Dies wird unter anderen durch die neue Technik untermalt, mit welcher das gesamte Werk sich präsentiert. Vom handwerklichen Niveau her bewegt sich Solimas Arbeit zwar ebenfalls auf obersten Niveau, doch lässt das Zusammenspiel mit der Geschichte dabei zu wünschen übrig. Der ungeschönt realistische Look von "Sicario 2" passt sich der Grundprämisse gut an, lässt fein ausgearbeitete Momente, wie wir sie in Teil 1 noch erleben durften, missen.

Der Kern der Ausarbeitung liegt nun viel mehr darin, die Gewalt des Films so spürbar wie nur möglich zu gestalten. Musikalisch wie bildtechnisch lebt der Film davon, den Zuschauer aus seinen Sitzen reißen zu wollen. Entsprechend bedrohlich wie bombastisch spielt sich jede Actionsequenz ab, lässt sich Explosionswelle um Kugelhagel beinahe schon spüren.

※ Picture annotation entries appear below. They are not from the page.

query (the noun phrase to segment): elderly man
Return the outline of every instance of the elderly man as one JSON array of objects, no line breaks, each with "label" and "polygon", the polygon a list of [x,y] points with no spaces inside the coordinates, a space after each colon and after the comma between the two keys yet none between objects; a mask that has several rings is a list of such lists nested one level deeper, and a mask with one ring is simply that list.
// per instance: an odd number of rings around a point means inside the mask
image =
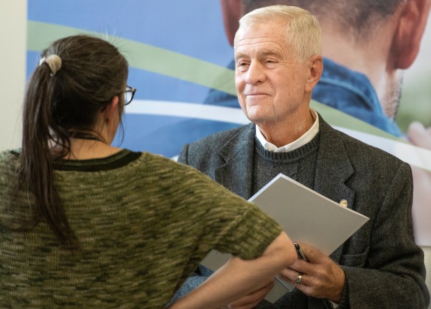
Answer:
[{"label": "elderly man", "polygon": [[[323,72],[321,46],[318,22],[303,9],[273,6],[242,17],[235,83],[252,124],[186,145],[179,160],[246,199],[282,172],[370,218],[330,257],[303,244],[308,261],[281,274],[295,289],[275,308],[425,308],[430,296],[413,237],[411,169],[310,109]],[[271,286],[262,283],[230,308],[252,308]]]}]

Dies macht "Sicario 2" zu einem Actionhit, der zwar deutlich fieser anmutet, sich gleichzeitig jedoch nicht positiv von seinem Vorgänger unterscheidet. Zu bedenken ist bei dieser Aussage jedoch, dass dies alles Motzen auf hohem Niveau ist. Nur weil Teil 2 dem Ersten nicht hundertprozentig das Wasser reichen kann, macht dies den Film selbst nicht zu einem schlechten Werk.

Ganz im Gegenteil, "Sicario 2" verfügt über großartige Setpieces, wurde geradlinig und schnörkellos konstruiert. Ob die Verschiebung des Fokus funktioniert oder nicht, muss letztendlich jeder Kinogänger für sich selbst entscheiden können, von der reinen Technik her lässt sich der Actionthriller jedoch nichts vorwerfen. Das Zusammenspiel ist es am Ende, welches den entscheidenden Faktor ausmacht.

Und wo wir gerade beim Thema „Ende“ sind, gibt es noch einen kleinen, aber zu verkraftenden Schlag in die Magengrube. Wo Teil 1 nämlich noch für sich alleine stehen konnte, setzt sein Nachfolger dreist deutlich auf eine Fortsetzung. Dies wäre nicht weiter schlimm, würde sich das Ende nicht so unnatürlich konstruiert präsentieren.

Fazit

Bedrohlicher, trostloser sowie gewaltlastiger als sein Vorgänger, jedoch nicht wirklich besser. In Stefano Sollimas "Sicario 2" steht die ungeschönte Realität an erster Stelle, die Stilmittel, die eben diese präsentieren, sind handwerklich hervorragend ausgearbeitet, und erzählerisch hochwertig. Aber auch von einigen Fehlgriffen durchzogen, die es schwer machen, dem Werk durch und durch Gefallen zu schenken. Unterm Strich nichtsdestoweniger ein hervorragender Thriller, der teilweise unter die Haut geht.